Matt is easily the most punk rock game designer I’ve ever interviewed, and it’s no wonder because their professional life is rooted in collectivism, art, nerdery, social justice, and DIY punk rock. He is the Creative Director of Forever Stoked Creative, a studio they founded over a decade ago. Matt also owns a game shop/library in New Haven, Connecticut, called Elm City Games. They founded the New Haven Game Makers Guild, organize Fantasticon, and do consulting across the game industry as well as for corporate, NGO, and institutional clients like Netflix and Yale. In this episode, we discuss the world of indy games and have a fantastic time!
“Indy in music is … an ethos, an attitude; it’s a scene that you might be a part of … In games, indy is almost interchangeable with not successful … or not as successful as someone would like to be.”
There are an infinite number of games that designers can create and an infinite number of reasons someone might want to create a game. What Matt and I discuss here is the attitude of creating and building, following your passion for a design, and not just following a process or a trend. We follow up by talking about the luck, opportunities, and tenacity it takes to create a game, especially when there’s little financial reward.

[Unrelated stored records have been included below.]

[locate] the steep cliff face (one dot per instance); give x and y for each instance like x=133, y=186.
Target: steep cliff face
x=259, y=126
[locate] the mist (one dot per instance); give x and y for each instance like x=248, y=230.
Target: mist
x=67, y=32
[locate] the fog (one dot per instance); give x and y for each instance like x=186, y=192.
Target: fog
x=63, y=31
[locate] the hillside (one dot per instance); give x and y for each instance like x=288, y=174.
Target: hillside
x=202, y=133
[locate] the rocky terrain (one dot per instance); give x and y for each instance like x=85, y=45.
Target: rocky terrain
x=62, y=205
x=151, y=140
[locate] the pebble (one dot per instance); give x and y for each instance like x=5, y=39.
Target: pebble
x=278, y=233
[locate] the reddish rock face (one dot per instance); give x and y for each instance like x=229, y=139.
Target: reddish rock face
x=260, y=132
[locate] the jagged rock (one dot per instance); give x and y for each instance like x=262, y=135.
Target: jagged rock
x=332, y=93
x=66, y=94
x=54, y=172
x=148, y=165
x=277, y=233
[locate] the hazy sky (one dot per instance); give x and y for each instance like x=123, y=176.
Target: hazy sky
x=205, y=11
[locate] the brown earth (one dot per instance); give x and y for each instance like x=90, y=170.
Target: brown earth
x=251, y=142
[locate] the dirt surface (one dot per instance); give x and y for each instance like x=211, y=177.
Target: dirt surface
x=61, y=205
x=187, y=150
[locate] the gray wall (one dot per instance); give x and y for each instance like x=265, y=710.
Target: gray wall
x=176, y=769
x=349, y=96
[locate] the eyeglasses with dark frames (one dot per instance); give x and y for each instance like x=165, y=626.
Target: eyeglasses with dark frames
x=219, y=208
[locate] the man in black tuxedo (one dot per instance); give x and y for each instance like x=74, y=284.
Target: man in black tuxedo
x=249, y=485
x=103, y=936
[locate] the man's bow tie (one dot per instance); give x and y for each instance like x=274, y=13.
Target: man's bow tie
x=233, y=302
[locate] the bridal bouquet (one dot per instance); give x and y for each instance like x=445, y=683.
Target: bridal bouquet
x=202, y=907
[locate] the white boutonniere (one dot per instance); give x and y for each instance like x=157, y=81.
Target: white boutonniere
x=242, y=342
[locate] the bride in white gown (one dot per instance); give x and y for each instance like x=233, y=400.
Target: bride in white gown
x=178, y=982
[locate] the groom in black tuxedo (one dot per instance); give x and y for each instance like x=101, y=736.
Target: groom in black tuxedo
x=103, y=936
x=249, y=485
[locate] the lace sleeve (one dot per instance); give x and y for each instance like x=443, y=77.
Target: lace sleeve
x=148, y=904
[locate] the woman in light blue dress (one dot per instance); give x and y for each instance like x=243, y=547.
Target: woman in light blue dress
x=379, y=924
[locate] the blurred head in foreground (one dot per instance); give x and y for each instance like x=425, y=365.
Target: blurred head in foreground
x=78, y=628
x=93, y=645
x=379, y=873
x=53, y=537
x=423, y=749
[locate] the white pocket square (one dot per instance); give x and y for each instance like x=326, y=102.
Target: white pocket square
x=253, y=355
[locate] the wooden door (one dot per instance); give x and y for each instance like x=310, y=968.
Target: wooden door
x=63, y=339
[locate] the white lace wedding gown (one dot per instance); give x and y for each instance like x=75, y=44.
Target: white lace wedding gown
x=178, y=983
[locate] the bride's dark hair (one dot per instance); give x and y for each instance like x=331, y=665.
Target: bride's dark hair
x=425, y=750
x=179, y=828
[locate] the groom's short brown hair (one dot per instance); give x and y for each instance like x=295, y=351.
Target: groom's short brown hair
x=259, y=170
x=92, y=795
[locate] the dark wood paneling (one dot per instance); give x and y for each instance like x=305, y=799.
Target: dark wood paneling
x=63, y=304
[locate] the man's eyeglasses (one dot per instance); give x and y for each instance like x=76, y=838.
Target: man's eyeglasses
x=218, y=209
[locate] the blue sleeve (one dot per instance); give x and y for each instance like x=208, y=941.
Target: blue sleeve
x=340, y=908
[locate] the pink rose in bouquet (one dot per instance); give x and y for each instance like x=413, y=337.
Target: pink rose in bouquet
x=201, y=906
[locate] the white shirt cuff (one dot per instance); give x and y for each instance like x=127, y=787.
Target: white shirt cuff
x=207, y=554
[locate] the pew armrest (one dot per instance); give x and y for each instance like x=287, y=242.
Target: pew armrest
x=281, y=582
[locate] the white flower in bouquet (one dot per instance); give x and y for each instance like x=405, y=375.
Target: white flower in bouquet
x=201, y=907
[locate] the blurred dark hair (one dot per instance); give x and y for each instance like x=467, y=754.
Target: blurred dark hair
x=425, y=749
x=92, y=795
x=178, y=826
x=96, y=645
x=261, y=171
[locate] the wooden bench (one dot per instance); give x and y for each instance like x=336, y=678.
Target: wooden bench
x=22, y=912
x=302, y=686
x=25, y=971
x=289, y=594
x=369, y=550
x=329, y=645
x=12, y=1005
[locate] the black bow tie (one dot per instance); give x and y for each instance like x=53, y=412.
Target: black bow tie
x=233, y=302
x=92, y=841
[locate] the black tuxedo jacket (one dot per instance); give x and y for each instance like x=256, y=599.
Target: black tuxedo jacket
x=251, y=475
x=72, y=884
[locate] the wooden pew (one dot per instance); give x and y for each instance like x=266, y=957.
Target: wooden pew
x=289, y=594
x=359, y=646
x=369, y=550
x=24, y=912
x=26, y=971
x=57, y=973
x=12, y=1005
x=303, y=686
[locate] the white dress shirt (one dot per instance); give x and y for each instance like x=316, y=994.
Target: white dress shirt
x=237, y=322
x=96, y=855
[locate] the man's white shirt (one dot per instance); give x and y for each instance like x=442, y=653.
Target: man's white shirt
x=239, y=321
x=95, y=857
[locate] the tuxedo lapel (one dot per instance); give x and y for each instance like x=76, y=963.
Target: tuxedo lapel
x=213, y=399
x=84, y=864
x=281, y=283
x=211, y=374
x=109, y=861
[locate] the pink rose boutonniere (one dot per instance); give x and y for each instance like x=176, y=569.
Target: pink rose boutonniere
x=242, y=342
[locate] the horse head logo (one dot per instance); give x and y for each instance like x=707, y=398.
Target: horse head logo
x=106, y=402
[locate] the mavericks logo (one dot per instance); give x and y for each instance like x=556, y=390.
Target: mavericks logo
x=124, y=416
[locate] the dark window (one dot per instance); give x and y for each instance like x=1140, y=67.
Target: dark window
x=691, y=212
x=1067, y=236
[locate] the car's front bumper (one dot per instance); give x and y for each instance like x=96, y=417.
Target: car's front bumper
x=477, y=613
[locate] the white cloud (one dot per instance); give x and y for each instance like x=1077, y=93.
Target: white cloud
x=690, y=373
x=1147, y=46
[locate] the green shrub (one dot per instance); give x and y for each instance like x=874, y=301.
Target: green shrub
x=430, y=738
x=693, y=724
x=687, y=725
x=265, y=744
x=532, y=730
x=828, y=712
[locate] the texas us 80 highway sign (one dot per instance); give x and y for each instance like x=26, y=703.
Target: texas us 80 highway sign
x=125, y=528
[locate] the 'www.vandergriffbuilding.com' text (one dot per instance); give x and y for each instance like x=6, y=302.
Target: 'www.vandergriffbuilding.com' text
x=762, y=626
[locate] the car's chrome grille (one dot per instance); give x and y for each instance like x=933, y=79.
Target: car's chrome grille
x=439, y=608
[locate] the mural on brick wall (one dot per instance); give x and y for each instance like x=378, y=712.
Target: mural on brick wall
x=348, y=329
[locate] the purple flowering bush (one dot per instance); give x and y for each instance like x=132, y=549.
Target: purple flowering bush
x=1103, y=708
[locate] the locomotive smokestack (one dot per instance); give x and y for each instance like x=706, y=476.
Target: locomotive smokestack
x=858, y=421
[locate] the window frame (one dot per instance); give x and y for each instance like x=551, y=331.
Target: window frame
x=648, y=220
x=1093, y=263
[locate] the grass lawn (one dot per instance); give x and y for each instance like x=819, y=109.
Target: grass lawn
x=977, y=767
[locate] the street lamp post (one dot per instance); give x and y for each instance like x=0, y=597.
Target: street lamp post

“Who do you want to work with? Who do you want to have to be in meetings with regularly? Who do you think is going to be fun or enjoyable to interact with?”
As you’ll hear, the majority of this episode is philosophical and sociological in nature, and the conversation shifts from games to music, family, and travel. We discuss working with different collaborators, bosses, and companies and how that applies to your overall enjoyment of life, in addition to working toward a career in games.

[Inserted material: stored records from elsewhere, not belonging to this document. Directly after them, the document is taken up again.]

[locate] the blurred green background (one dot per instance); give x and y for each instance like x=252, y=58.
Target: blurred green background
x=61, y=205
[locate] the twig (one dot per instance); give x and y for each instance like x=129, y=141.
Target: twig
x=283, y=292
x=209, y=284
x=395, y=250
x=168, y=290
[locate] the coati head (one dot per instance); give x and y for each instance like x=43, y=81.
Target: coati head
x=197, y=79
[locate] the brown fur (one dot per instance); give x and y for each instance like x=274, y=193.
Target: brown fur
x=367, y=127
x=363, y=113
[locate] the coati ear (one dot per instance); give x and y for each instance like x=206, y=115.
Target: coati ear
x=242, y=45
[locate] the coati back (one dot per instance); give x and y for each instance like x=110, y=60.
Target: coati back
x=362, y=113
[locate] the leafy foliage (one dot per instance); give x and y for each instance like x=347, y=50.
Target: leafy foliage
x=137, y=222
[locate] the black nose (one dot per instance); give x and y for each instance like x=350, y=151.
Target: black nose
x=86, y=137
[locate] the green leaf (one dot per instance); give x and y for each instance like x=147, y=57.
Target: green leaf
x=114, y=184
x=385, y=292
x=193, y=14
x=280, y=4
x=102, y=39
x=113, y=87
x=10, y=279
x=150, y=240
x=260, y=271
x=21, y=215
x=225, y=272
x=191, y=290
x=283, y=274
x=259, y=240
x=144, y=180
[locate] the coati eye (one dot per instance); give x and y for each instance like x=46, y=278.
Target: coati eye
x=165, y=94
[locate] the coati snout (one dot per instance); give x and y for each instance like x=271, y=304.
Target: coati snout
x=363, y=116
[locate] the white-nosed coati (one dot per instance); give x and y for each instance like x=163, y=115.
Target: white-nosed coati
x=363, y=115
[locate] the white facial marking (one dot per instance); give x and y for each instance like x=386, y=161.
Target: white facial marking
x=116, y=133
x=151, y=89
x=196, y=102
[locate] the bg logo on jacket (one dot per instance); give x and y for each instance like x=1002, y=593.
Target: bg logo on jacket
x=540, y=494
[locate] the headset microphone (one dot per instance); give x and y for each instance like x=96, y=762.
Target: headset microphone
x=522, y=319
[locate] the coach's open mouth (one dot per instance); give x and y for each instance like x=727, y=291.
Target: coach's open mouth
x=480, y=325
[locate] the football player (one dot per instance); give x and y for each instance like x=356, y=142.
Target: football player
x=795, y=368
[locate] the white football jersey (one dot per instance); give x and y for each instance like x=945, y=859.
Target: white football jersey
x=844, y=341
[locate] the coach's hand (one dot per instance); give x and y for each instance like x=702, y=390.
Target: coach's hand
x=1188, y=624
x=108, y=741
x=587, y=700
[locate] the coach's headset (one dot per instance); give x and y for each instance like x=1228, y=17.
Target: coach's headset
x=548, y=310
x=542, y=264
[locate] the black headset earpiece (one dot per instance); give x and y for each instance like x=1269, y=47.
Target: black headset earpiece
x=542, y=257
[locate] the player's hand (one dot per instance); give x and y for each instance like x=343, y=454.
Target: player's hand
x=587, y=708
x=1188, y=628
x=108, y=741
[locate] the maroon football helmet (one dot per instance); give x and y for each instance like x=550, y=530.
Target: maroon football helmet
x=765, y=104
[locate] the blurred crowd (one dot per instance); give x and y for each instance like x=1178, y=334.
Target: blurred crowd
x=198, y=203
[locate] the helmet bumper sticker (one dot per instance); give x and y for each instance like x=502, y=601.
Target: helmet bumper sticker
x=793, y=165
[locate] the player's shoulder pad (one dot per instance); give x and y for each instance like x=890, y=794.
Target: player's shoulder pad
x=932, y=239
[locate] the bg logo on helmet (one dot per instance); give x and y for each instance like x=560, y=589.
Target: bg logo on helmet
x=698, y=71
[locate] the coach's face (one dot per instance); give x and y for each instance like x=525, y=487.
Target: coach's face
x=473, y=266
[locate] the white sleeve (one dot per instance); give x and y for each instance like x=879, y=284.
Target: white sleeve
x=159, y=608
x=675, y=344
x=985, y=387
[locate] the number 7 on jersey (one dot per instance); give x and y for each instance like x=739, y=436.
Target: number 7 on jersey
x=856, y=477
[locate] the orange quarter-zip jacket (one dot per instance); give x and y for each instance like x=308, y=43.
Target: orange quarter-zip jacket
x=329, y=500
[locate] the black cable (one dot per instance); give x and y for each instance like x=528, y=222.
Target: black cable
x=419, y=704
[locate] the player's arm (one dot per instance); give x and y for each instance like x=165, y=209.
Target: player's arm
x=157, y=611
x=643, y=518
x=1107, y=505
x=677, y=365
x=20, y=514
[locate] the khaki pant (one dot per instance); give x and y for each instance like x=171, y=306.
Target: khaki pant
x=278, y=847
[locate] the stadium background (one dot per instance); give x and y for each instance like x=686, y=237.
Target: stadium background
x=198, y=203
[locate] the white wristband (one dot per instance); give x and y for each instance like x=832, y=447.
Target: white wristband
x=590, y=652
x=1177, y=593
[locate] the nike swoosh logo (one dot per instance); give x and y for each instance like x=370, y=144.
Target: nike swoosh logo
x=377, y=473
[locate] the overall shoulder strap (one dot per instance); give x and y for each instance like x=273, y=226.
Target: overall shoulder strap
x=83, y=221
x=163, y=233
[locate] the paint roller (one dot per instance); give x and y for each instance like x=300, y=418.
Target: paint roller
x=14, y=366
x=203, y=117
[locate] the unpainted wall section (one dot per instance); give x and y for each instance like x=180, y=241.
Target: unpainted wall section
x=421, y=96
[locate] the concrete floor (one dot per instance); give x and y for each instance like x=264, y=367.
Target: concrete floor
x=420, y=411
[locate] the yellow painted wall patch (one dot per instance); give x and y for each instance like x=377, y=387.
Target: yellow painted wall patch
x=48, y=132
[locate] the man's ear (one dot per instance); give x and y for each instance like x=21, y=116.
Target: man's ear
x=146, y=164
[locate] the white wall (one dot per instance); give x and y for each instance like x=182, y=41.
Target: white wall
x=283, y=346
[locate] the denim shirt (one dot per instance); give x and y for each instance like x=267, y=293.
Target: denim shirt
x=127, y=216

“I think the best designers are the most empathetic.”
Here we try to deconstruct the idea that game design is all about being the smartest person in the room. The most important principle of game design is the following: player experience matters more than anything else. The ability to understand the experience of the players is at the core of the process. Matt and I go into what cues we look for when people are play testing, along with how these experiences become important parts of marketing the game.